Schneider-Ammann kritisiert Merkel und lobt Hollande
Müsste der freisinnige Bundesrat Johann Schneider-Ammann die Eurokrise lösen, würde er einen ähnlichen Weg beschreiten wie Sozialist Hollande. Bundeskanzlerin Merkel wirft er hingegen einen Kniefall vor.

Der Schweizer Wirtschaftsminister Johann Schneider-Ammann warnt vor der Einführung von Eurobonds. In einem Interview mit der «Sonntagszeitung» schlägt er der EU vor, zwei Drittel in die Zukunft zu investieren und mit einem Drittel «die Sünden der Vergangenheit zu erledigen».
Eine Vergemeinschaftung der Schulden sei gefährlich, sagte der Vorsteher des Eidgenössischen Volkswirtschaftsdepartements (EVD). Denn sie schwäche die stärkeren Volkswirtschaften und lasse die Schwächeren glauben, dass mit ihrer Disziplin und Effizienz der Kontinent zurück zu Wachstum geführt werden könne.
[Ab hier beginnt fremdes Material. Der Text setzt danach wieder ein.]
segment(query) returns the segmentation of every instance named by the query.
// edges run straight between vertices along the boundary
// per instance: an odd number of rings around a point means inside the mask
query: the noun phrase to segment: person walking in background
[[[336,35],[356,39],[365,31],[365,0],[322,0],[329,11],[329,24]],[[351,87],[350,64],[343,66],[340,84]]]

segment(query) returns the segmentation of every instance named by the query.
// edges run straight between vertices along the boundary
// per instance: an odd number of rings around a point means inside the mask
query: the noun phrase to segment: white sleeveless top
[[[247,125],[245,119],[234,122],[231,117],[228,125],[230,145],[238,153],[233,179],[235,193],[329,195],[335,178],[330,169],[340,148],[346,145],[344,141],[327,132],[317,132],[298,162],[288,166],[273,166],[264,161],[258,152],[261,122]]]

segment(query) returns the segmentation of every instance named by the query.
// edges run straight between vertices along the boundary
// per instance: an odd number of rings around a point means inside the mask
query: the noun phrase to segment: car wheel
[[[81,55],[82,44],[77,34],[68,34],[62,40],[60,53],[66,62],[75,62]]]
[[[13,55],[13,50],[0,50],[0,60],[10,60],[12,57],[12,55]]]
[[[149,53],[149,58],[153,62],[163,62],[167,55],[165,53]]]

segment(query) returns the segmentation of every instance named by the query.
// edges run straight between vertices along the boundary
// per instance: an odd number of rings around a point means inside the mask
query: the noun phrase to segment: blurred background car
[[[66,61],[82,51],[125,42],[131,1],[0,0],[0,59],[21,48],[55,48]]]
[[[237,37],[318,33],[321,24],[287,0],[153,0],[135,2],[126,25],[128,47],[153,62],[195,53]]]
Schneider-Ammann wirft Merkel Kniefall vor
«Schon die Einwilligung von Bundeskanzlerin Merkel in eine Fiskalunion betrachte ich als Kniefall und kaum zielführend», sagte Schneider-Ammann. Die Probleme müssten fundamentaler angegangen werde.
An «ein Horrorszenario Zusammenbruch Euro» glaubt Schneider-Ammann dennoch nicht. «Das kann und wird sich Europa nicht leisten».
Die Vorschläge des französischen Präsidenten François Hollande gingen in «eine gute Richtung», findet der Bundesrat. Dieser wolle Geld zur Verfügung stellen, um die Konjunktur zu fördern und das Wachstum anzukurbeln. Es brauche in den EU-Ländern aber auch mehr Produktivität, Effizienz und eine Liberalisierung des Arbeitsmarktes.
Schneider-Ammann hebt drei Punkte hervor, die er an Hollandes vorgehen gut finde: Erstens seine Vision eines liberalen Arbeitsmarktes, der Unternehmer einlade Mitarbeiter zu beschäftigen und in diese zu investieren. Zweitens die sogenannte duale Berufsbildung, ein Ausbildungsform, wie sie ähnlich auch in der Schweiz praktiziert wird, geniesse im Volk eine «hohe Akzeptanz». Und drittens die Schuldenbremse, die «tugendlich» wirke.
All diese Ansätze führen bei Schneider-Ammann dazu, dass er die Wege des Sozialisten aus dem Nachbarsland gutheissen kann. Wohingegen er bei der Bundeskanzlerin Merkel befürchtet, sie könnte unter dem gegenwärtigen Druck einknicken und letztlich doch eine Lösung mit Eurobonds gutheissen.
«Disziplin und nachhaltiges Wachstum sind gefragt», sagte Schneider-Amman. Ein Rezept könne die Schweiz liefern: Sie investiere in Bildung und Innovation, werde damit effizienter und leistungsfähiger und habe mit der Schuldenbremse die Schulden im Griff.
Gauck: Nicht alle Felle seien davongeschwommen
Anders als Schneider-Amman lobt der deutsche Bundespräsident Joachim Gauck seine Bundeskanzlerin Angela Merkel. In einem Interview, das der deutsche Fernsehsender ZDF heute Abend in voller Länge ausstrahlen wird und das in Auszügen bereits vorliegt, bewertet Gauck die Ergebnisse des Brüsseler EU-Gipfels aus deutscher Sicht als nicht zu negativ: Bei Verhandlungen und Auseinandersetzungen setze sich selten eine Seite komplett durch.
Finanzprobleme bräuchten Zugeständnisse. Für den italienischen Ministerpräsidenten Monti sei es offenbar wichtig gewesen, «nach Hause zurückzukehren und in seiner Bevölkerung Handlungsfähigkeit zu demonstrieren», so Gauck. «Für mich war aber wichtig zu hören, dass nicht alle Felle davongeschwommen sind und dass auch nicht rote Linien überschritten sind», betonte Gauck.
Gauck bittet um Aufklärung
Er mahnt indes Angela Merkel, den Bürgern die Politik zur Rettung des Euro besser zu erklären. «Sie hat nun die Verpflichtung, sehr detailliert zu beschreiben, was das bedeutet, auch fiskalisch bedeutet», sagte Gauck. «Manchmal ist es mühsam zu erklären, worum es geht. Und manchmal fehlt die Energie, der Bevölkerung sehr offen zu sagen, was eigentlich passiert. Da kann ich helfen», sagte der Bundespräsident. Zugleich sprach er der Kanzlerin seinen Respekt aus: «Ich könnte nicht, was sie kann und was sie gerade leistet.»